Everything you do before going flying, including this daily inspection, is about discovering anything wrong with the helicopter before you get in the air.
You’re looking for anything that’s worn out or eroded or come loose since last maintenance, anything that is damaged (eg stone damage to the tail rotor, or erosion past the bond line on the blades), anything which shows evidence of abuse (eg someone has had a heavy landing and not reported it), anything that is missing (there’s a story of a guy who failed to observe that maintenance had removed the tail rotor), anything that is there that shouldn’t be (eg spanner, torch, bird’s nest, mice, water in the fuel).
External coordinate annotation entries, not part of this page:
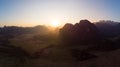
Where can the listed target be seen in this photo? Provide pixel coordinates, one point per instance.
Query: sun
(55, 23)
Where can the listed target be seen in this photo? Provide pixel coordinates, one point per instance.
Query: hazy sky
(37, 12)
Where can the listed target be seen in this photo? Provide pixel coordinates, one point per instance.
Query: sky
(43, 12)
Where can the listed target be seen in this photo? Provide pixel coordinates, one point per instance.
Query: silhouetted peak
(84, 22)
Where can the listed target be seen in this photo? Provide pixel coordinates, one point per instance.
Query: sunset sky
(43, 12)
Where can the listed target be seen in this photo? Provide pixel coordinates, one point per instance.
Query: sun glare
(55, 23)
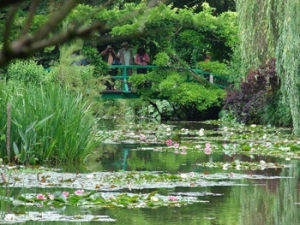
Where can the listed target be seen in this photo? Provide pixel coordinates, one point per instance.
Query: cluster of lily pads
(254, 139)
(93, 199)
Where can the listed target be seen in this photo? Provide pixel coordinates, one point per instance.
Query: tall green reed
(59, 121)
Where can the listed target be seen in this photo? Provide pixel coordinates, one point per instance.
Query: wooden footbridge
(125, 92)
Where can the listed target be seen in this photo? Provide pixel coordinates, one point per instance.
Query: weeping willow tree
(267, 29)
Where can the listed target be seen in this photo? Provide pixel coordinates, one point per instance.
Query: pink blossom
(51, 197)
(41, 196)
(169, 142)
(176, 145)
(79, 192)
(207, 151)
(172, 198)
(183, 148)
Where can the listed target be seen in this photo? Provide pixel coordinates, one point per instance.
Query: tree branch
(7, 30)
(32, 11)
(55, 19)
(5, 3)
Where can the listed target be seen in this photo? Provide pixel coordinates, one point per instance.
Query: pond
(180, 173)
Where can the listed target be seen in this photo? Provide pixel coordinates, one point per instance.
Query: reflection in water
(259, 202)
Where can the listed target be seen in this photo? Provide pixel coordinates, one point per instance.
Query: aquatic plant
(50, 121)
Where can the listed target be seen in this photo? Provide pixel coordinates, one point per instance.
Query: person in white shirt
(126, 56)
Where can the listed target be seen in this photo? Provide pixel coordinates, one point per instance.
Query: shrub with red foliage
(249, 101)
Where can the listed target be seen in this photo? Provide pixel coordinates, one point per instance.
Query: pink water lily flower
(41, 196)
(176, 145)
(79, 192)
(172, 198)
(207, 145)
(169, 142)
(207, 151)
(51, 197)
(183, 148)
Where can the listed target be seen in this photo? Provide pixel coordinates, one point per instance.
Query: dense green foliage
(175, 37)
(258, 100)
(271, 30)
(48, 123)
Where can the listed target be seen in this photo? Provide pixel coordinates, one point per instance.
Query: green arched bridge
(124, 91)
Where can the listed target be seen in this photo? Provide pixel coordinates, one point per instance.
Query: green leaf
(30, 127)
(38, 125)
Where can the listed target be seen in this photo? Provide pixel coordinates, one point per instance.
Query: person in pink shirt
(141, 58)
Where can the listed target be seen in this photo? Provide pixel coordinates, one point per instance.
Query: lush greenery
(264, 36)
(48, 123)
(258, 100)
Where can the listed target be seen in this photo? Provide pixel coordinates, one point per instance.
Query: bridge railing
(219, 80)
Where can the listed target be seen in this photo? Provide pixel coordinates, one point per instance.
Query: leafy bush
(26, 71)
(49, 123)
(213, 67)
(258, 98)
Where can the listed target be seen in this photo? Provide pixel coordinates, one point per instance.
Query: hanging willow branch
(270, 28)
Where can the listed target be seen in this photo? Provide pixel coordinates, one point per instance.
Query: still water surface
(268, 201)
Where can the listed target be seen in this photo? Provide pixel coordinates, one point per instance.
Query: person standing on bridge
(109, 56)
(142, 59)
(126, 57)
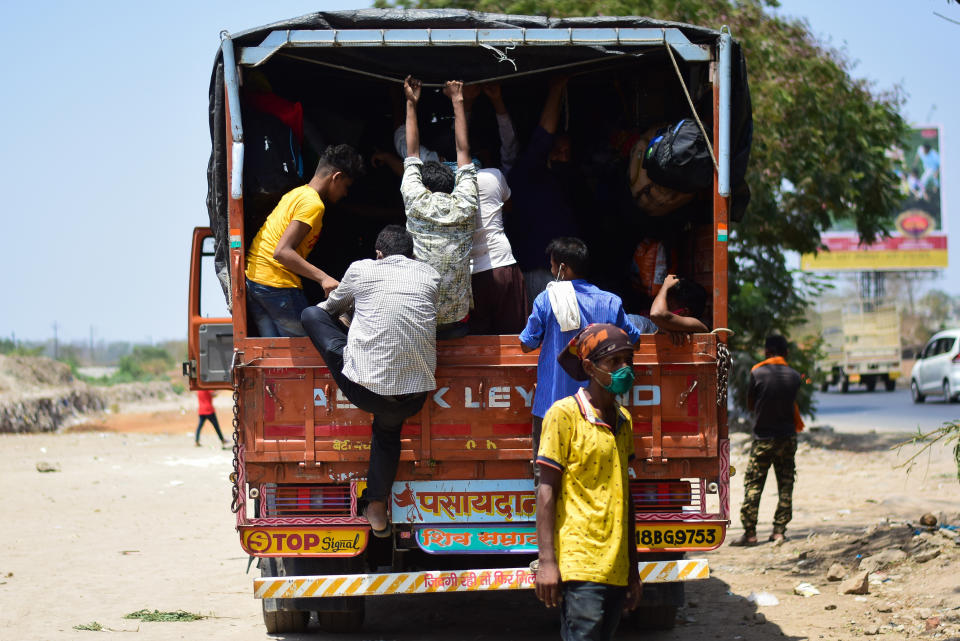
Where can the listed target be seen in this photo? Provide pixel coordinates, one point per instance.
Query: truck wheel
(654, 617)
(334, 614)
(348, 621)
(915, 392)
(278, 616)
(282, 621)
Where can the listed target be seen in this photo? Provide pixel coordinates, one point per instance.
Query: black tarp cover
(442, 64)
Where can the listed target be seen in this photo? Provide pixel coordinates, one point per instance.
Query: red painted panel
(513, 429)
(439, 429)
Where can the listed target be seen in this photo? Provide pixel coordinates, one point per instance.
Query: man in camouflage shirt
(441, 210)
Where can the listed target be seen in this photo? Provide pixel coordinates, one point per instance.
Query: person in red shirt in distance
(206, 413)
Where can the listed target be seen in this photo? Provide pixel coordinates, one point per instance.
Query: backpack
(273, 161)
(651, 198)
(678, 158)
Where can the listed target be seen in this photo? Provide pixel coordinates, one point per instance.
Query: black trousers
(213, 421)
(389, 412)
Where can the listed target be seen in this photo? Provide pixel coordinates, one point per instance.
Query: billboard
(917, 238)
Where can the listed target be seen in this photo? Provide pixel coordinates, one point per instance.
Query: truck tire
(278, 615)
(658, 608)
(283, 621)
(654, 617)
(334, 614)
(347, 621)
(915, 392)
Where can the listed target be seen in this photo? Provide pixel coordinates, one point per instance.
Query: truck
(861, 345)
(463, 506)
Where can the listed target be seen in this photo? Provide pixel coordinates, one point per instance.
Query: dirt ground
(138, 518)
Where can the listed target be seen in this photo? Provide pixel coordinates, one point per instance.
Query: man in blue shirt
(568, 305)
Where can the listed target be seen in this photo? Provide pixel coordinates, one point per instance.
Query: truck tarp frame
(260, 43)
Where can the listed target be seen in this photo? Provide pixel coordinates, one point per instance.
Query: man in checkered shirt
(385, 364)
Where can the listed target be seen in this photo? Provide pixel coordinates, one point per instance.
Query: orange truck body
(464, 486)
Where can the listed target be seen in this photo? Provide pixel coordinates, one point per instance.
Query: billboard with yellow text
(917, 239)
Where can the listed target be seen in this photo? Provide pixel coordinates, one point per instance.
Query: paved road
(862, 411)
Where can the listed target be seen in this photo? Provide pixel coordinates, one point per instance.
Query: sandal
(745, 541)
(383, 533)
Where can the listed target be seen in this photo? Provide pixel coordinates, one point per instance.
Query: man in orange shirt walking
(206, 413)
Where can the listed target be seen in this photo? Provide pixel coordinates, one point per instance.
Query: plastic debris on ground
(805, 590)
(763, 599)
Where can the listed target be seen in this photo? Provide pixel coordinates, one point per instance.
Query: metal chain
(723, 371)
(236, 504)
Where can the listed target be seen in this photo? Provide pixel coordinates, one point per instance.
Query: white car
(937, 370)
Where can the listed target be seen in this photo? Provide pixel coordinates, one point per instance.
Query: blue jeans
(389, 412)
(275, 310)
(590, 611)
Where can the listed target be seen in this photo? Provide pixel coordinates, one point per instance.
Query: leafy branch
(948, 433)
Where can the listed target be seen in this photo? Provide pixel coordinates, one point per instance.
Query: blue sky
(105, 144)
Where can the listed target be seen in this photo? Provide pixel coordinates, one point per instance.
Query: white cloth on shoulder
(563, 300)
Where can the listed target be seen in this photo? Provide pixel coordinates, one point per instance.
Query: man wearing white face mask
(568, 305)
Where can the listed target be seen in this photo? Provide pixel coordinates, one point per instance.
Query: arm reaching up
(509, 149)
(665, 319)
(454, 90)
(411, 90)
(550, 116)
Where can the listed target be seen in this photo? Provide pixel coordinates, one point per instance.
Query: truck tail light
(305, 500)
(661, 496)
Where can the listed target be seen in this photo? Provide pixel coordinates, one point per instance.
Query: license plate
(660, 537)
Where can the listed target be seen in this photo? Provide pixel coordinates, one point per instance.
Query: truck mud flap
(340, 585)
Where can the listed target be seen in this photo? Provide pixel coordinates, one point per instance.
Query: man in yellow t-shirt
(585, 517)
(277, 257)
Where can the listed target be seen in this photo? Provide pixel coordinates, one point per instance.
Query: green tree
(820, 137)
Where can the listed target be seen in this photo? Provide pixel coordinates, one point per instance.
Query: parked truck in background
(860, 347)
(463, 504)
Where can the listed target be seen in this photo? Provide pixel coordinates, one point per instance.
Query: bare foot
(376, 515)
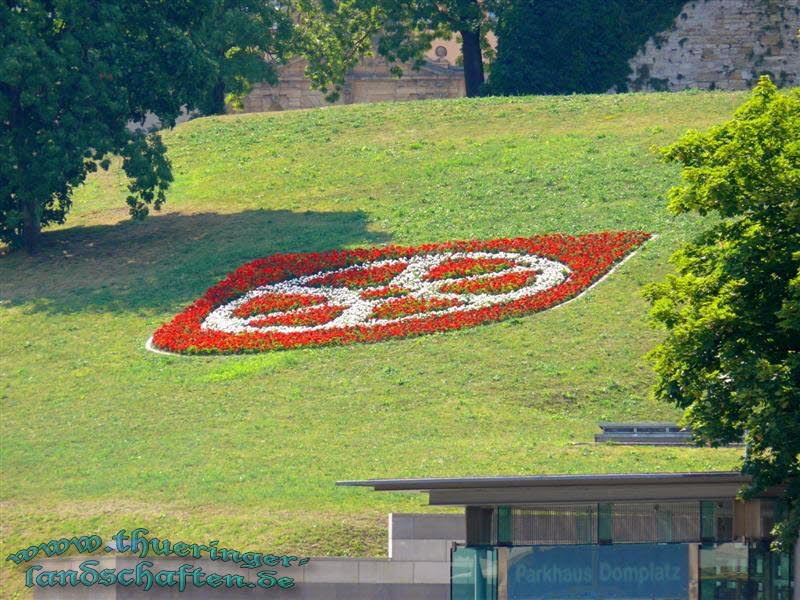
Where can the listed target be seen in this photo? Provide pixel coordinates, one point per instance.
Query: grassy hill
(99, 434)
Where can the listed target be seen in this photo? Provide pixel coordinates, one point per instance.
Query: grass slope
(99, 434)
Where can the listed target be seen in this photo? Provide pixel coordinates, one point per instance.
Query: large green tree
(731, 357)
(73, 73)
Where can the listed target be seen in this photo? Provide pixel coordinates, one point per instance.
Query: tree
(470, 19)
(73, 73)
(581, 46)
(402, 31)
(731, 357)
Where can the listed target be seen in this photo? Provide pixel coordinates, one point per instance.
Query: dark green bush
(572, 46)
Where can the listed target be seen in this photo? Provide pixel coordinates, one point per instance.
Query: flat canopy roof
(533, 489)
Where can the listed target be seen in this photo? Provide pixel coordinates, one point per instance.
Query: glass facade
(635, 551)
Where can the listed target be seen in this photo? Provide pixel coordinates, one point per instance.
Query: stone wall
(418, 568)
(722, 44)
(369, 81)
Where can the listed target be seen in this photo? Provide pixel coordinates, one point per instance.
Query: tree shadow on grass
(166, 261)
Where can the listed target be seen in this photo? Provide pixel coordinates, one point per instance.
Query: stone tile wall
(722, 44)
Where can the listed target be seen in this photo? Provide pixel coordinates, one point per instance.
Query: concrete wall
(418, 568)
(722, 44)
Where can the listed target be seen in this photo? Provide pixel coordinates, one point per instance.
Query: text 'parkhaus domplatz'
(632, 536)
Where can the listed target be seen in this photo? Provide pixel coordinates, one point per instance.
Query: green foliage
(99, 433)
(732, 355)
(334, 34)
(579, 46)
(74, 72)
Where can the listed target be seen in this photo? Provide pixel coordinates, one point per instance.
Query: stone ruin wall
(370, 81)
(722, 44)
(713, 44)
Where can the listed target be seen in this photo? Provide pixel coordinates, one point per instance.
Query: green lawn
(99, 434)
I have in the past found in my Daily Inspection a hole in a tail rotor blade (probably caused by a stone being flicked up into it) large enough to get my little finger into, with the honeycomb visible. I always run the palms of both hands down the surfaces of the tail rotor blades as part of my check.
I have also found a tail cone to be loose where it’s bolted to the main fuselage frame. The only way of detecting this was to lift it gently by the TR gearbox. It moved up about 4 inches (10cm), just on the play from loose nuts. (It shouldn’t let you move it up at all). It also made a slight scraping noice, whereas normally it would make no noise at all when tightly bolted.
While on the tail cone, I suggest getting used to what it sounds like when you knock on each panel as you walk along it, and then each surface of the tail itself, and the stinger. They all have a distinctive tone when tight and undamaged.
Finally, before getting in, stand back and check that it looks and sits right on its skids. This is your opportunity to step back from the detail of the checklist, and ask yourself if there is anything obviously wrong.
I’m a big believer in washing the blades and the windscreen every day. Washing the blades allows a careful inspection, and makes the machine fly just that little bit better (less drag), and will lengthen the blade life as it will reduce damage from pollution. Washing the windscreen (with care so as not to scratch it) will help you see.